MADlib  1.3 A newer version is available User Documentation Linear Regression
Contents

Ordinary Least Squares Regression, also called Linear Regression, is a statistical model used to fit linear models.

It models a linear relationship of a scalar dependent variable $$y$$ to one or more explanatory independent variables $$x$$ to build a model of coefficients.

Training Function

The linear regression training function has the following syntax.

linregr_train( source_table,
out_table,
dependent_varname,
independent_varname,
input_group_cols,
heteroskedasticity_option
)


Arguments

source_table

TEXT. The name of the table containing the training data.

out_table

TEXT. Name of the generated table containing the output model.

The output table contains the following columns.

<...> Any grouping columns provided during training. Present only if the grouping option is used. FLOAT8[]. Vector of the coefficients of the regression. FLOAT8. R-squared coefficient of determination of the model. FLOAT8[]. Vector of the standard error of the coefficients. FLOAT8[]. Vector of the t-statistics of the coefficients. FLOAT8[]. Vector of the p-values of the coefficients. FLOAT8 array. The condition number of the $$X^{*}X$$ matrix. A high condition number is usually an indication that there may be some numeric instability in the result yielding a less reliable model. A high condition number often results when there is a significant amount of colinearity in the underlying design matrix, in which case other regression techniques, such as elastic net regression, may be more appropriate. FLOAT8. The Breush-Pagan statistic of heteroskedacity. Present only if the heteroskedacity argument was set to True when the model was trained. FLOAT8. The Breush-Pagan calculated p-value. Present only if the heteroskedacity parameter was set to True when the model was trained.

dependent_varname

TEXT. Expression to evaluate for the dependent variable.

independent_varname

TEXT. Expression list to evaluate for the independent variables. An intercept variable is not assumed. It is common to provide an explicit intercept term by including a single constant 1 term in the independent variable list.

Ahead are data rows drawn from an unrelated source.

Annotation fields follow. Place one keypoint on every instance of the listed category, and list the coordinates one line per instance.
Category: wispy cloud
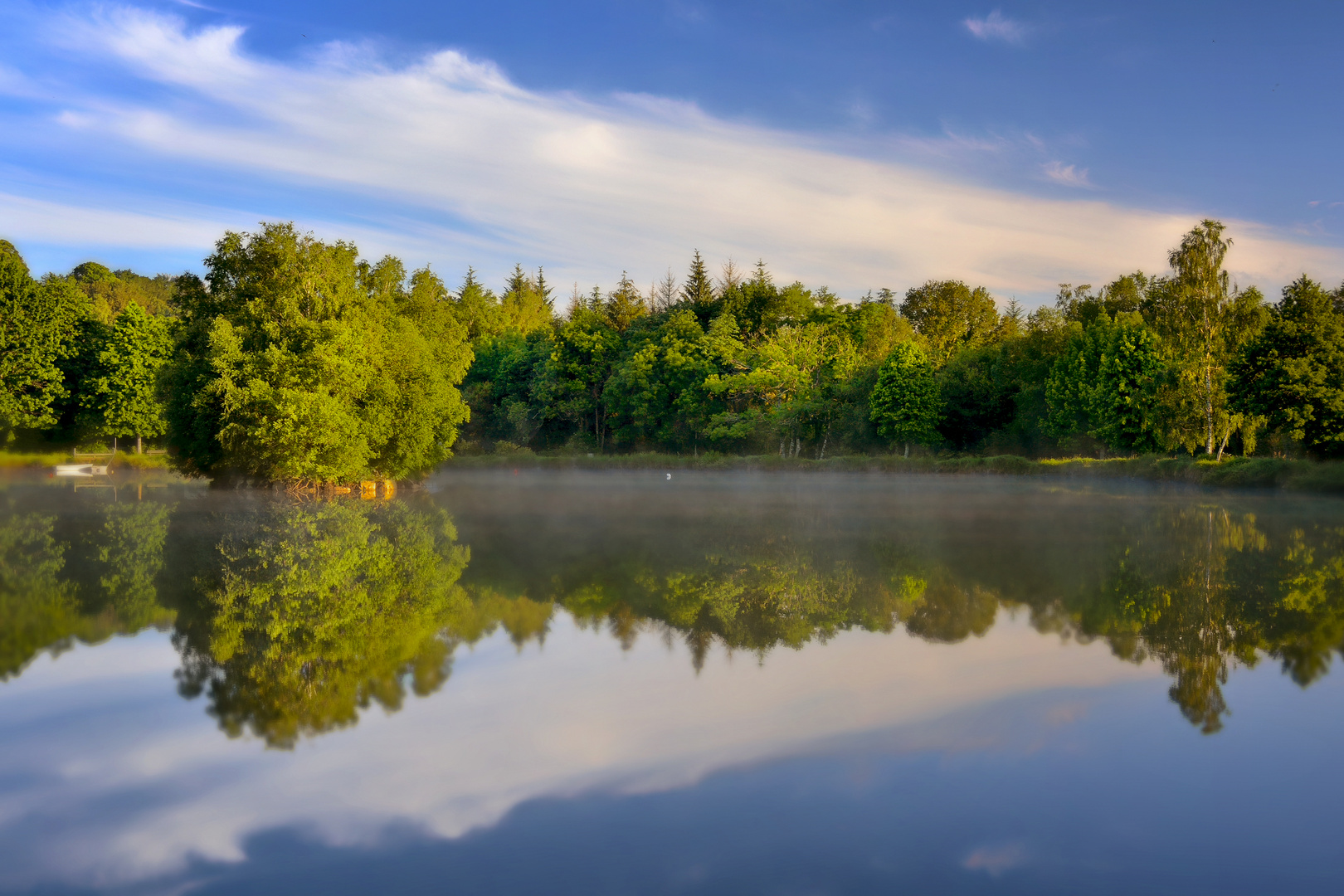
(1066, 175)
(996, 860)
(996, 26)
(587, 187)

input_group_cols (optional)

TEXT, default: NULL. An expression list used to group the input dataset into discrete groups, running one regression per group. Similar to the SQL GROUP BY clause. When this value is null, no grouping is used and a single result model is generated.

heteroskedasticity_option (optional)
BOOLEAN, default: FALSE. When TRUE, the heteroskedasticity of the model is also calculated and returned with the results.

Warning
The aggregate 'linregr' has been deprecated in favor of the function 'linregr_train'. If the aggregate 'linregr' is used to output the results of linear regression to a table, it is recommended to follow the general pattern shown below (replace text within '<...>' with the appropriate variable names).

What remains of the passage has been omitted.